Last year the News editorialized on University President Peter Salovey’s transition from Warner House to Woodbridge Hall. This will be the first full year under Salovey’s leadership. As such, it may be the most formative in shaping the trajectory of his tenure.

While the President oversees the University at large, no one will have a greater impact on the College’s day-to-day operations than its new dean, Jonathan Holloway.

Fresh in our roles at the helm of the News, we are keenly aware of the changes around us. As we encourage our reporters to search for change — to find the aberration from the norm — we believe we have a role to play in shaping conversation about the transitions afoot in the College.

In the midst of the search for then-Dean Mary Miller’s replacement this spring, debate raged over the role of students in the decision-making process. It is true that students lack institutional memory. We depart after only four years. The most important administrative decisions are often incremental; their consequences will likely only be felt years after we have graduated.

Still, we believe student input is particularly useful for a dean who was not a Yale undergraduate. While we are optimistic that Holloway’s experiences and qualifications position him for success, no dean — even one who has served as a master of a residential college for eight years — can understand the immediate concerns and values of the student body better than those currently studying at the College.

We therefore have an obligation to share with Holloway our sense of the College’s future. This editorial inaugurates a series that will articulate our hopes for what Holloway can accomplish.

Indeed, Holloway faces a host of challenges. The University still struggles to diversify its student body and mitigate the role socioeconomic class plays in college life. Work remains in fostering a positive sexual culture, one where students do not fear assault and harassment.

We hear from students whose concerns with mental health policies have yet to be assuaged. Athletic recruitment and integration of athletes into the College are open questions. And Yale must decide how to balance fiscal conservatism with the goal of expanding the STEM community.

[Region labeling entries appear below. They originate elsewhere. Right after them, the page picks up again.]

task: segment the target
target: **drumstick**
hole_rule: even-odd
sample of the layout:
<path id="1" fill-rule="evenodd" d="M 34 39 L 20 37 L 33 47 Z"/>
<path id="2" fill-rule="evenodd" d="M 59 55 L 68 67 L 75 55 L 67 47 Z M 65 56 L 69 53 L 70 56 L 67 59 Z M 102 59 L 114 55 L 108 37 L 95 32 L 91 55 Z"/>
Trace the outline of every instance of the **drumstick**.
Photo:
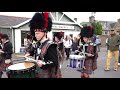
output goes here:
<path id="1" fill-rule="evenodd" d="M 26 60 L 25 61 L 33 61 L 33 62 L 37 62 L 37 60 L 34 60 L 34 59 L 32 59 L 32 58 L 29 58 L 29 57 L 25 57 L 26 58 Z M 45 62 L 42 62 L 42 64 L 43 65 L 46 65 L 46 64 L 51 64 L 51 63 L 53 63 L 52 61 L 49 61 L 49 62 L 47 62 L 47 63 L 45 63 Z"/>

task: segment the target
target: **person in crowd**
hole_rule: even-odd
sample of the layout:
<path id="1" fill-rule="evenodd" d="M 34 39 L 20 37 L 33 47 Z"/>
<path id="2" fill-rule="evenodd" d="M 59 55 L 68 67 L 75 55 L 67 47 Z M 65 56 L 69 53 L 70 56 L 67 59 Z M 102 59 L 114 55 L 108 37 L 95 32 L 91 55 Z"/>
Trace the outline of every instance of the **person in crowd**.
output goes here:
<path id="1" fill-rule="evenodd" d="M 2 58 L 0 66 L 2 68 L 2 71 L 6 71 L 7 67 L 13 64 L 12 61 L 13 46 L 7 34 L 3 34 L 1 36 L 1 41 L 3 46 L 0 49 L 0 54 Z"/>
<path id="2" fill-rule="evenodd" d="M 69 35 L 66 35 L 66 37 L 65 37 L 64 46 L 65 46 L 65 52 L 66 52 L 66 56 L 67 56 L 66 60 L 68 60 L 69 55 L 70 55 L 71 46 L 72 46 L 72 40 Z"/>
<path id="3" fill-rule="evenodd" d="M 61 78 L 57 44 L 50 41 L 47 33 L 51 31 L 52 19 L 48 12 L 35 13 L 30 21 L 31 35 L 36 38 L 36 48 L 33 51 L 36 57 L 36 78 Z M 28 52 L 25 57 L 33 53 Z M 33 55 L 32 55 L 33 56 Z"/>
<path id="4" fill-rule="evenodd" d="M 81 70 L 81 78 L 90 78 L 93 71 L 97 69 L 98 52 L 96 45 L 92 42 L 94 29 L 92 26 L 85 26 L 81 29 L 81 36 L 83 37 L 84 44 L 80 49 L 84 52 L 85 56 L 84 67 Z M 85 46 L 85 50 L 83 47 Z"/>
<path id="5" fill-rule="evenodd" d="M 108 37 L 108 55 L 106 60 L 105 71 L 110 71 L 110 61 L 112 56 L 115 56 L 114 71 L 118 70 L 118 59 L 119 59 L 119 45 L 120 45 L 120 36 L 116 34 L 116 30 L 111 29 L 110 35 Z"/>

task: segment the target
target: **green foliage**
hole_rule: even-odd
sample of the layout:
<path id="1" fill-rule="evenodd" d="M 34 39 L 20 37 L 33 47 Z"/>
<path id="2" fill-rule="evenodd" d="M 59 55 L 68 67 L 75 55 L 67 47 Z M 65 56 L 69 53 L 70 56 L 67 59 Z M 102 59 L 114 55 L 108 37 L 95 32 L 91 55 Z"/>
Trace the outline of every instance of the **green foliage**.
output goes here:
<path id="1" fill-rule="evenodd" d="M 93 22 L 93 23 L 91 23 L 91 25 L 93 26 L 94 33 L 96 35 L 102 35 L 102 24 L 99 21 Z"/>

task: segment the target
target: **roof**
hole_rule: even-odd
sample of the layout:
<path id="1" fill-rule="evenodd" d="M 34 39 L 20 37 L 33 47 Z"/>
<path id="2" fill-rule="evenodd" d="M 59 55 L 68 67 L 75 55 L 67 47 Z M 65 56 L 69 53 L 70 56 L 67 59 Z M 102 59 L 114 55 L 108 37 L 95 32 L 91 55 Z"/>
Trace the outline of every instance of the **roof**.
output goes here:
<path id="1" fill-rule="evenodd" d="M 0 27 L 16 26 L 30 18 L 0 15 Z"/>
<path id="2" fill-rule="evenodd" d="M 63 12 L 62 12 L 63 13 Z M 68 17 L 65 13 L 63 13 L 66 17 Z M 82 28 L 83 26 L 80 24 L 80 23 L 78 23 L 78 22 L 76 22 L 74 19 L 72 19 L 72 18 L 70 18 L 70 17 L 68 17 L 70 20 L 72 20 L 76 25 L 78 25 L 78 26 L 80 26 L 80 28 Z"/>
<path id="3" fill-rule="evenodd" d="M 63 12 L 62 12 L 63 13 Z M 64 14 L 67 16 L 66 14 Z M 67 16 L 68 17 L 68 16 Z M 70 17 L 68 17 L 71 19 Z M 15 17 L 15 16 L 5 16 L 5 15 L 0 15 L 0 27 L 3 28 L 18 28 L 26 23 L 29 23 L 31 18 L 25 18 L 25 17 Z M 58 24 L 71 24 L 71 25 L 78 25 L 80 28 L 83 26 L 77 23 L 75 20 L 71 19 L 72 22 L 58 22 L 58 21 L 53 21 L 53 23 L 58 23 Z"/>

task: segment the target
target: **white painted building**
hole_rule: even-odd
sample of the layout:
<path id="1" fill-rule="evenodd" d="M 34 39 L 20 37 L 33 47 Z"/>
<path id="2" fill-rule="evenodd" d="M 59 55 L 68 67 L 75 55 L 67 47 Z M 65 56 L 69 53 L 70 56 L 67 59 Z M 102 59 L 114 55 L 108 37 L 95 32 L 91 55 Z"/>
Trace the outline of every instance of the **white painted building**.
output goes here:
<path id="1" fill-rule="evenodd" d="M 81 25 L 75 20 L 68 17 L 63 12 L 50 12 L 50 17 L 53 21 L 52 31 L 48 33 L 48 37 L 52 40 L 54 32 L 62 31 L 65 35 L 77 36 L 81 31 Z M 8 30 L 11 30 L 11 42 L 13 44 L 13 49 L 15 53 L 20 52 L 20 48 L 24 47 L 24 40 L 26 38 L 26 33 L 30 31 L 29 21 L 31 19 L 25 20 L 17 25 L 9 26 Z M 3 30 L 1 29 L 1 32 Z"/>

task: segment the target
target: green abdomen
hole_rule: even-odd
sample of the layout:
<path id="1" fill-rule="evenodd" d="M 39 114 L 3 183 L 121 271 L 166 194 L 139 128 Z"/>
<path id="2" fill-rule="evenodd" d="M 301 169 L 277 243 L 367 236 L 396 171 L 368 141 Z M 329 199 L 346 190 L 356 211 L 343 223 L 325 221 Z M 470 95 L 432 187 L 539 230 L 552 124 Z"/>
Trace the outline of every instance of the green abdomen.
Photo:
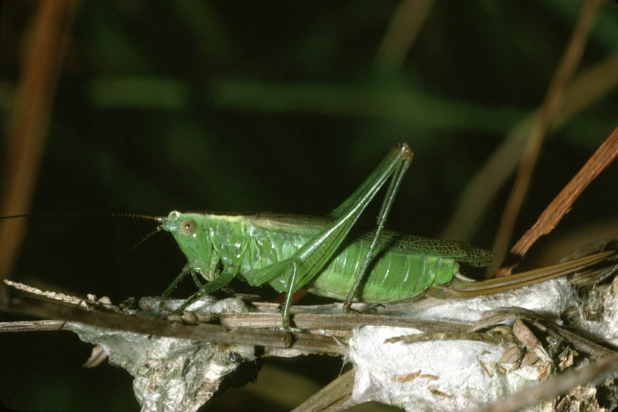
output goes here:
<path id="1" fill-rule="evenodd" d="M 253 232 L 251 244 L 246 255 L 243 274 L 249 283 L 249 268 L 264 267 L 289 258 L 309 236 Z M 356 239 L 345 241 L 326 267 L 305 286 L 309 292 L 344 300 L 354 283 L 355 276 L 367 255 L 370 241 Z M 427 256 L 391 247 L 386 242 L 379 244 L 369 267 L 369 275 L 358 292 L 357 300 L 367 303 L 386 303 L 410 300 L 422 295 L 434 284 L 450 282 L 459 265 L 452 259 Z M 290 273 L 268 282 L 279 292 L 287 290 Z"/>
<path id="2" fill-rule="evenodd" d="M 369 246 L 367 241 L 349 245 L 306 288 L 316 295 L 345 299 Z M 450 259 L 378 247 L 358 300 L 376 304 L 410 300 L 422 295 L 432 285 L 450 282 L 459 267 Z"/>

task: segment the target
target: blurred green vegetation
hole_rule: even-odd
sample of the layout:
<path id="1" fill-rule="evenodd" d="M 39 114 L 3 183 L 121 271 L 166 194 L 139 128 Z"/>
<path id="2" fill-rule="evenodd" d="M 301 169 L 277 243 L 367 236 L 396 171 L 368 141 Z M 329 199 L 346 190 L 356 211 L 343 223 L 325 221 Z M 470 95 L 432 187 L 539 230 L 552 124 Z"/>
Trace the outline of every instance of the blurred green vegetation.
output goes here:
<path id="1" fill-rule="evenodd" d="M 387 226 L 439 236 L 467 183 L 542 102 L 582 4 L 435 2 L 401 66 L 393 67 L 376 51 L 398 1 L 83 1 L 32 210 L 23 211 L 325 215 L 393 143 L 407 141 L 415 157 Z M 1 3 L 5 135 L 36 5 Z M 617 49 L 618 5 L 608 2 L 580 69 Z M 516 236 L 618 126 L 617 102 L 608 86 L 604 98 L 548 138 Z M 617 178 L 611 166 L 555 236 L 615 220 Z M 491 248 L 510 183 L 465 240 Z M 371 223 L 374 215 L 365 217 Z M 14 279 L 115 301 L 159 294 L 183 265 L 171 238 L 157 235 L 117 262 L 153 226 L 31 218 Z M 188 293 L 192 285 L 185 286 Z M 271 296 L 266 287 L 252 290 Z M 2 402 L 28 410 L 135 410 L 126 372 L 106 365 L 80 369 L 89 351 L 65 332 L 2 336 Z M 291 365 L 321 386 L 341 368 L 341 360 L 323 357 L 272 363 Z M 243 410 L 239 396 L 255 411 L 289 408 L 252 393 L 233 393 L 236 402 L 224 395 L 206 410 Z"/>

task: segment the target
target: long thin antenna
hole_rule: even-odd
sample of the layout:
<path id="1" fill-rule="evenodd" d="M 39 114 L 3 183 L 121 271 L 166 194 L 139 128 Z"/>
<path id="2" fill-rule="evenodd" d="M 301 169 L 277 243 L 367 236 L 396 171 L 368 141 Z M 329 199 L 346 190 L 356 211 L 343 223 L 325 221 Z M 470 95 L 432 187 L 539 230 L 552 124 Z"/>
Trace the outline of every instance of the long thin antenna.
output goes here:
<path id="1" fill-rule="evenodd" d="M 140 219 L 147 219 L 148 220 L 156 220 L 161 222 L 161 216 L 151 216 L 149 215 L 136 214 L 133 213 L 118 213 L 115 211 L 83 211 L 83 212 L 54 212 L 54 213 L 31 213 L 21 215 L 12 215 L 10 216 L 0 216 L 0 220 L 3 219 L 16 219 L 19 218 L 32 218 L 32 217 L 55 217 L 55 216 L 111 216 L 114 218 L 139 218 Z"/>

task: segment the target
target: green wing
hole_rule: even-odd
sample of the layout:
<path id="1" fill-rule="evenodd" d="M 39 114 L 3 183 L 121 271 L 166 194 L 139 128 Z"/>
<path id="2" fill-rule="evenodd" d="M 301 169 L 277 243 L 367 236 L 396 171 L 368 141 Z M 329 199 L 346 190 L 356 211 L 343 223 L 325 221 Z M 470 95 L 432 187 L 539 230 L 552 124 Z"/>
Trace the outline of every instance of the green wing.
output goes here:
<path id="1" fill-rule="evenodd" d="M 247 218 L 258 227 L 308 236 L 315 234 L 333 220 L 329 218 L 272 212 L 258 213 Z M 373 233 L 352 229 L 350 236 L 352 242 L 354 239 L 371 241 Z M 492 252 L 464 242 L 404 235 L 393 231 L 384 231 L 380 244 L 388 244 L 409 253 L 453 259 L 477 267 L 488 266 L 494 257 Z"/>

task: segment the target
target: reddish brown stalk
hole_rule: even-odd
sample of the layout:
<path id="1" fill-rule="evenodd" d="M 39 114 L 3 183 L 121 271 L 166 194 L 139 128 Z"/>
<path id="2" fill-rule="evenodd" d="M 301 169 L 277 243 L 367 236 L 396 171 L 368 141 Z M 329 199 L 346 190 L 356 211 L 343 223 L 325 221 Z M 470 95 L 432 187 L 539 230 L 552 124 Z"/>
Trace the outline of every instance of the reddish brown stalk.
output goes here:
<path id="1" fill-rule="evenodd" d="M 532 244 L 543 235 L 547 235 L 553 230 L 562 216 L 573 206 L 575 199 L 617 155 L 618 155 L 618 128 L 612 132 L 575 177 L 549 203 L 532 227 L 529 229 L 515 244 L 493 277 L 503 277 L 510 275 L 512 270 L 525 256 Z"/>
<path id="2" fill-rule="evenodd" d="M 76 0 L 38 2 L 31 32 L 22 41 L 26 49 L 8 130 L 0 216 L 30 208 L 77 4 Z M 0 279 L 10 273 L 25 223 L 12 219 L 0 225 Z"/>

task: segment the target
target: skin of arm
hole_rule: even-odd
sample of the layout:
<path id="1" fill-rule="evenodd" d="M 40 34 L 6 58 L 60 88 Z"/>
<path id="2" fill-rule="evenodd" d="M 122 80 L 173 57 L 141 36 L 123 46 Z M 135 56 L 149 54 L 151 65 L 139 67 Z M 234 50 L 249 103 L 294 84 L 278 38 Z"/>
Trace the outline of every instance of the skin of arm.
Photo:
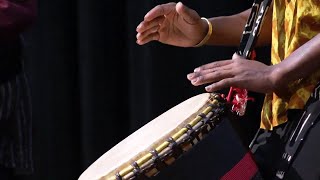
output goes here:
<path id="1" fill-rule="evenodd" d="M 251 91 L 275 92 L 281 96 L 290 82 L 305 78 L 320 68 L 320 34 L 276 65 L 248 61 L 236 54 L 230 60 L 200 66 L 187 75 L 195 85 L 209 84 L 208 92 L 230 86 Z"/>
<path id="2" fill-rule="evenodd" d="M 210 18 L 213 33 L 206 44 L 239 46 L 250 11 L 248 9 L 231 16 Z M 270 9 L 264 19 L 258 45 L 271 42 L 271 15 Z M 204 39 L 208 27 L 195 10 L 181 2 L 161 4 L 151 9 L 137 26 L 137 44 L 159 41 L 179 47 L 193 47 Z"/>

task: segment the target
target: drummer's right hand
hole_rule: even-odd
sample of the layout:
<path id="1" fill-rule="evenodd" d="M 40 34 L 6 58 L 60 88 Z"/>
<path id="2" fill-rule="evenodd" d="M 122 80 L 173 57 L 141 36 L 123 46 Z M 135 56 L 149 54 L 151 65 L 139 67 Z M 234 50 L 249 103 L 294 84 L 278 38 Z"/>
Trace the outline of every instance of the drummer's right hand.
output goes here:
<path id="1" fill-rule="evenodd" d="M 205 37 L 208 24 L 195 10 L 181 2 L 172 2 L 151 9 L 136 30 L 139 45 L 156 40 L 174 46 L 192 47 Z"/>

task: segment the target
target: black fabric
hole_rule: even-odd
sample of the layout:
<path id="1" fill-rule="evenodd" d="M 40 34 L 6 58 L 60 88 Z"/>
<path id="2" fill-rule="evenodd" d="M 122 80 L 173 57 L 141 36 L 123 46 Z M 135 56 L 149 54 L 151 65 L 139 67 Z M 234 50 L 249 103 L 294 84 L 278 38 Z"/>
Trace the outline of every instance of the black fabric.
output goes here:
<path id="1" fill-rule="evenodd" d="M 302 115 L 302 111 L 290 111 L 294 119 Z M 293 157 L 292 164 L 288 167 L 284 179 L 292 180 L 318 180 L 320 178 L 320 117 L 310 132 L 304 137 L 303 143 Z M 274 128 L 273 131 L 259 130 L 254 139 L 251 150 L 254 154 L 261 175 L 265 179 L 278 179 L 275 177 L 281 156 L 283 154 L 284 142 L 288 140 L 292 128 L 296 126 L 295 121 L 288 121 Z M 281 164 L 280 164 L 281 165 Z"/>
<path id="2" fill-rule="evenodd" d="M 134 130 L 203 93 L 204 86 L 192 86 L 187 73 L 228 59 L 237 50 L 157 42 L 138 46 L 136 26 L 148 10 L 166 2 L 38 1 L 36 22 L 24 34 L 35 160 L 35 172 L 26 179 L 77 179 Z M 230 15 L 252 5 L 243 0 L 182 2 L 204 17 Z M 259 126 L 261 96 L 255 94 L 257 101 L 249 102 L 242 121 L 247 139 Z"/>
<path id="3" fill-rule="evenodd" d="M 22 71 L 22 39 L 16 37 L 11 40 L 0 40 L 0 84 L 14 79 Z"/>
<path id="4" fill-rule="evenodd" d="M 0 166 L 31 173 L 31 105 L 24 73 L 0 85 Z"/>

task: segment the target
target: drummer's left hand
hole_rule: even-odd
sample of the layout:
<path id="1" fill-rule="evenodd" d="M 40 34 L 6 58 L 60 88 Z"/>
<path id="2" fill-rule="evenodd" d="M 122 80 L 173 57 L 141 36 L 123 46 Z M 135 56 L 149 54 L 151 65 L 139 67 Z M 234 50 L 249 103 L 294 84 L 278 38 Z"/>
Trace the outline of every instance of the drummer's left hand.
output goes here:
<path id="1" fill-rule="evenodd" d="M 208 92 L 232 86 L 267 93 L 275 91 L 275 71 L 275 66 L 246 60 L 234 54 L 230 60 L 216 61 L 196 68 L 187 78 L 194 86 L 208 84 L 205 88 Z"/>

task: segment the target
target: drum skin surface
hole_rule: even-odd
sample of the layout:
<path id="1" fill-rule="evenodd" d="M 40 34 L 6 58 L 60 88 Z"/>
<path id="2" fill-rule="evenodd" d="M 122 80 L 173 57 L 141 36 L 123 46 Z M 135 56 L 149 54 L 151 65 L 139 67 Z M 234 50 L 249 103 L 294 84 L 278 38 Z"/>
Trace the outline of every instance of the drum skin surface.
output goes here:
<path id="1" fill-rule="evenodd" d="M 153 119 L 119 142 L 79 177 L 79 180 L 109 179 L 121 168 L 148 153 L 163 140 L 168 139 L 188 120 L 195 118 L 209 104 L 209 93 L 193 96 Z"/>

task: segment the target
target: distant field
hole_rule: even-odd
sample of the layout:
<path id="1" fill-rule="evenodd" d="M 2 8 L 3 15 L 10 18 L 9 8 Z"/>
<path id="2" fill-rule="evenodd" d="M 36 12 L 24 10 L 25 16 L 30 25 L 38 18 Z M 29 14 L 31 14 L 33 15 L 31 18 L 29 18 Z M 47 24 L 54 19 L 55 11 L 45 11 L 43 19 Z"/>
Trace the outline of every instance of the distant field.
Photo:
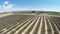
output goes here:
<path id="1" fill-rule="evenodd" d="M 60 17 L 15 14 L 0 18 L 0 34 L 60 34 Z"/>

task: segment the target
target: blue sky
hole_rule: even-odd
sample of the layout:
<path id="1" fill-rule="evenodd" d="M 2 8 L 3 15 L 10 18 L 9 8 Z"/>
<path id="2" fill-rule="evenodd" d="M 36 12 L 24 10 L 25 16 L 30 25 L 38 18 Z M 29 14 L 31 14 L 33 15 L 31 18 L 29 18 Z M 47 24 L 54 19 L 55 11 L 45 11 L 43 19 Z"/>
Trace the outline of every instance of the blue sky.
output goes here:
<path id="1" fill-rule="evenodd" d="M 0 12 L 45 10 L 60 11 L 60 0 L 0 0 Z"/>

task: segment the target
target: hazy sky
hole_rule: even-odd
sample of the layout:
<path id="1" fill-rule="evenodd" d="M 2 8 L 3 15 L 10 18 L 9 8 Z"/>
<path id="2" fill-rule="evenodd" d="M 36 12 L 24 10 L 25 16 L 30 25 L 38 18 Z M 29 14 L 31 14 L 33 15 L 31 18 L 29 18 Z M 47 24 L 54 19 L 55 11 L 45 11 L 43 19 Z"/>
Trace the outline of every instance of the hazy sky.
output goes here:
<path id="1" fill-rule="evenodd" d="M 0 0 L 0 12 L 16 10 L 60 11 L 60 0 Z"/>

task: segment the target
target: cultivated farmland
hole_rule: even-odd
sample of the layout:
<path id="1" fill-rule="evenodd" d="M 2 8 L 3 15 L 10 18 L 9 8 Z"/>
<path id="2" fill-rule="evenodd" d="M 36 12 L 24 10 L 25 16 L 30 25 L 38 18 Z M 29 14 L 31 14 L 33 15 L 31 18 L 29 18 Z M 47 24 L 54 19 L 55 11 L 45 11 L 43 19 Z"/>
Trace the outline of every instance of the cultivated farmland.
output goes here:
<path id="1" fill-rule="evenodd" d="M 0 34 L 60 34 L 60 17 L 16 14 L 1 17 Z"/>

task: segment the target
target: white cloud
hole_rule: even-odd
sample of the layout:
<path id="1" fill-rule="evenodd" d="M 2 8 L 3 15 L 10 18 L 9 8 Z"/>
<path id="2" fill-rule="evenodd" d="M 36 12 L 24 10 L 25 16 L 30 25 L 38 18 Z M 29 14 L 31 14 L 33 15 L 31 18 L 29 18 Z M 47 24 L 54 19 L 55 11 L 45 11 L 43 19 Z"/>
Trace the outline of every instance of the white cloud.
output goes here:
<path id="1" fill-rule="evenodd" d="M 8 1 L 5 1 L 4 4 L 9 4 L 9 2 Z"/>

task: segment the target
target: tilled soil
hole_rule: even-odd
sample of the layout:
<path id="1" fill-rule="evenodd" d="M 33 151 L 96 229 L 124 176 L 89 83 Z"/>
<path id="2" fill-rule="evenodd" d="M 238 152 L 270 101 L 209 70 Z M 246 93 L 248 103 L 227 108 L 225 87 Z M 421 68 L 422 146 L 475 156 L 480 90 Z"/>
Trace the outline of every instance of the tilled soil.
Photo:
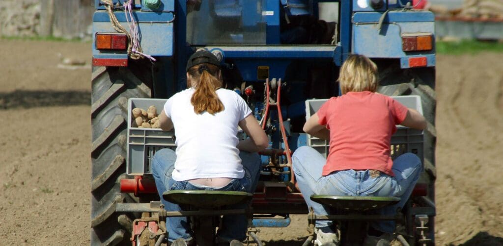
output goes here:
<path id="1" fill-rule="evenodd" d="M 90 46 L 0 40 L 2 245 L 89 244 Z M 438 245 L 503 245 L 502 60 L 437 57 Z M 306 226 L 292 216 L 259 236 L 300 245 Z"/>

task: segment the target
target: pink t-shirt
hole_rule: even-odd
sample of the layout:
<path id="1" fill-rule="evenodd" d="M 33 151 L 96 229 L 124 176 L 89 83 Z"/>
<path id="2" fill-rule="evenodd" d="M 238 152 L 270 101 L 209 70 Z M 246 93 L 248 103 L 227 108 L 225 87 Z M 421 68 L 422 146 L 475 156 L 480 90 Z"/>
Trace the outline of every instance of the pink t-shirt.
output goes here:
<path id="1" fill-rule="evenodd" d="M 322 175 L 369 169 L 394 176 L 390 142 L 407 110 L 393 98 L 370 91 L 328 99 L 316 112 L 318 122 L 330 130 L 330 151 Z"/>

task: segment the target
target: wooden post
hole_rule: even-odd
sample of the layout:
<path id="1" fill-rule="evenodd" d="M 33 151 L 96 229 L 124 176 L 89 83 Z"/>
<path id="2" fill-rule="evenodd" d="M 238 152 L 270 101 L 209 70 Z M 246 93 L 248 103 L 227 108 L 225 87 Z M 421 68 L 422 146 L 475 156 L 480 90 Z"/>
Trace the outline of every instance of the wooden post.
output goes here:
<path id="1" fill-rule="evenodd" d="M 52 35 L 54 18 L 54 0 L 41 0 L 40 3 L 40 32 L 39 35 Z"/>

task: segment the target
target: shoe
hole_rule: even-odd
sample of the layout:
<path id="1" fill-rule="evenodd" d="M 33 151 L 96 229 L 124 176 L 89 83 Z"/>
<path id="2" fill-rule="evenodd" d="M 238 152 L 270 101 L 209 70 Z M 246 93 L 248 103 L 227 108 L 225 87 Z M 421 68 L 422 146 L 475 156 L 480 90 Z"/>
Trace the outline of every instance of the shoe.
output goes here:
<path id="1" fill-rule="evenodd" d="M 183 238 L 178 238 L 173 241 L 171 246 L 187 246 L 187 243 Z"/>
<path id="2" fill-rule="evenodd" d="M 363 241 L 364 246 L 390 246 L 394 236 L 390 233 L 383 233 L 379 236 L 367 235 Z"/>
<path id="3" fill-rule="evenodd" d="M 242 246 L 244 243 L 236 239 L 230 239 L 218 236 L 217 237 L 217 245 L 218 246 Z"/>
<path id="4" fill-rule="evenodd" d="M 183 238 L 178 238 L 172 242 L 168 242 L 168 246 L 195 246 L 194 239 L 192 237 L 184 240 Z"/>
<path id="5" fill-rule="evenodd" d="M 339 237 L 336 232 L 333 232 L 328 226 L 316 228 L 316 239 L 314 244 L 318 246 L 339 246 L 340 241 Z"/>
<path id="6" fill-rule="evenodd" d="M 230 243 L 229 243 L 229 246 L 244 246 L 244 243 L 241 242 L 238 240 L 233 239 L 230 241 Z"/>

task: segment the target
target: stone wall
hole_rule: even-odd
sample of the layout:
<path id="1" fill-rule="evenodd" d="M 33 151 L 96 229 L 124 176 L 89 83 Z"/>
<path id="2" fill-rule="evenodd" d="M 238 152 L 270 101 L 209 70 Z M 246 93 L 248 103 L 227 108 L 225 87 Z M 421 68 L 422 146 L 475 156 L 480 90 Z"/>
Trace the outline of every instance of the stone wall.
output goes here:
<path id="1" fill-rule="evenodd" d="M 40 24 L 40 0 L 0 1 L 0 36 L 36 36 Z"/>
<path id="2" fill-rule="evenodd" d="M 0 36 L 85 38 L 94 0 L 0 0 Z"/>

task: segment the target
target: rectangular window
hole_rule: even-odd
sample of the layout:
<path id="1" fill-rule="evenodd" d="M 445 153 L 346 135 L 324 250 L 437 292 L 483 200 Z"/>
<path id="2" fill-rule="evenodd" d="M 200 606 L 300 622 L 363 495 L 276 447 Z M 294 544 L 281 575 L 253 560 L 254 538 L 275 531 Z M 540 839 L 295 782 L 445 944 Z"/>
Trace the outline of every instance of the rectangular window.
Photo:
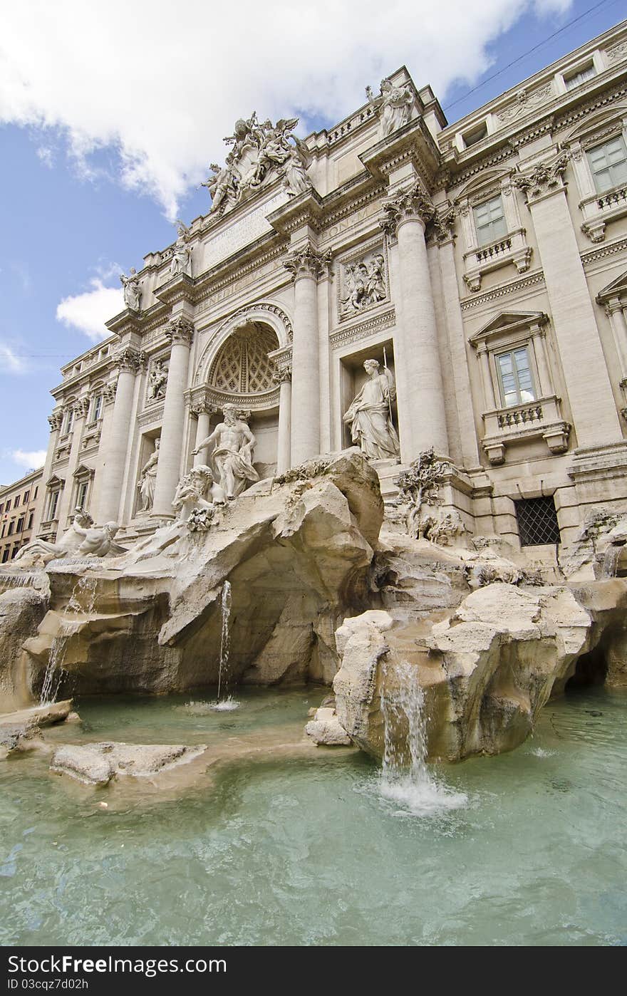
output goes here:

This list is by no means comprehensive. But these problems will only grow when the two new residential colleges open in 2017 — the first such expansion of the College in five decades.

Holloway’s central challenge will be to preserve the intimacy yet intellectual dynamism characteristic of a Yale education at a time when our resources will be stretched thin.

As we tackle these broad issues in editorials, we ask you, our readers, to join us in this enterprise. Participate in the conversation about the current state of the College and where it ought to go. Whether in the dining halls or the locker rooms before practice, ask your friends: What sort of college do you envision?

Too often we accept as foregone conclusions the vision the University’s leaders set for our school. Institutional change of this scale invites an opportunity for communal introspection and scrutiny. Whether or not we agree with the course the College is on, there is room for debate — for questions and alternative ideas.